To get the ball rolling on a sponsorship, companies need to not only activate their sponsorship, but activate it with their franchisees. Chipps says it is the sponsor’s duty to make the partnership as appealing as possible to the franchisees and engage them, whether by giving them signage or in-store collateral promoting the affiliation.

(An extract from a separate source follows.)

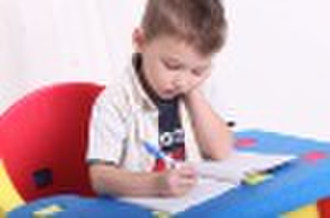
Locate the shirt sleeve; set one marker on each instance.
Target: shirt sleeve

Sponsorships may be a double-edged sword, however, when franchises do not see the benefit. At Pizza Patrón, not all franchisees can directly benefit from the company’s marketing. The pizza chain has a sponsorship agreement with the American Airlines Center in Dallas, where it sells pizza and promotes the brand at Dallas Mavericks and Dallas Stars games, as well as at concerts and events that take place in the venue.
“Franchisees don’t see a direct benefit for that, especially if they live in a market outside of Dallas,” Gamm says. “‘Why are you guys investing in a sponsorship arrangement with the American Airlines Center, and how does that help me in Phoenix, in L.A., in Miami?’ And because it’s difficult to measure, you can’t give them a definitive, quantifiable response.”
But experts say building the brand is often just as important as growing the business itself.
For the Dallas Convention & Visitors Bureau, this was certainly the case. The DCVB was the first sponsor to sign on to the 2011 Super Bowl, pledging $1 million more than two years before the game.
“We were in a position to capitalize on all the immediate action and thousands of fans coming to Dallas,” Jones says. “With over $14 billion invested in new development, we thought it was a great opportunity to be on the frontlines, showcasing to the world the new Dallas.”
Chipps says the ultimate advantage of sports marketing over traditional marketing is the heart-mind connection fans have to their teams. “Sports are near and dear to many people,” he says. “They are already passionate about their favorite teams and their favorite sports activities. By sponsoring those, companies or marketers hope to tap in on a key passion point and gain a positive association by supporting this activity that people love.”
As for downsides to sports marketing, Jones could only think of one. “The only disadvantage was that it cost us $1 million,” he says.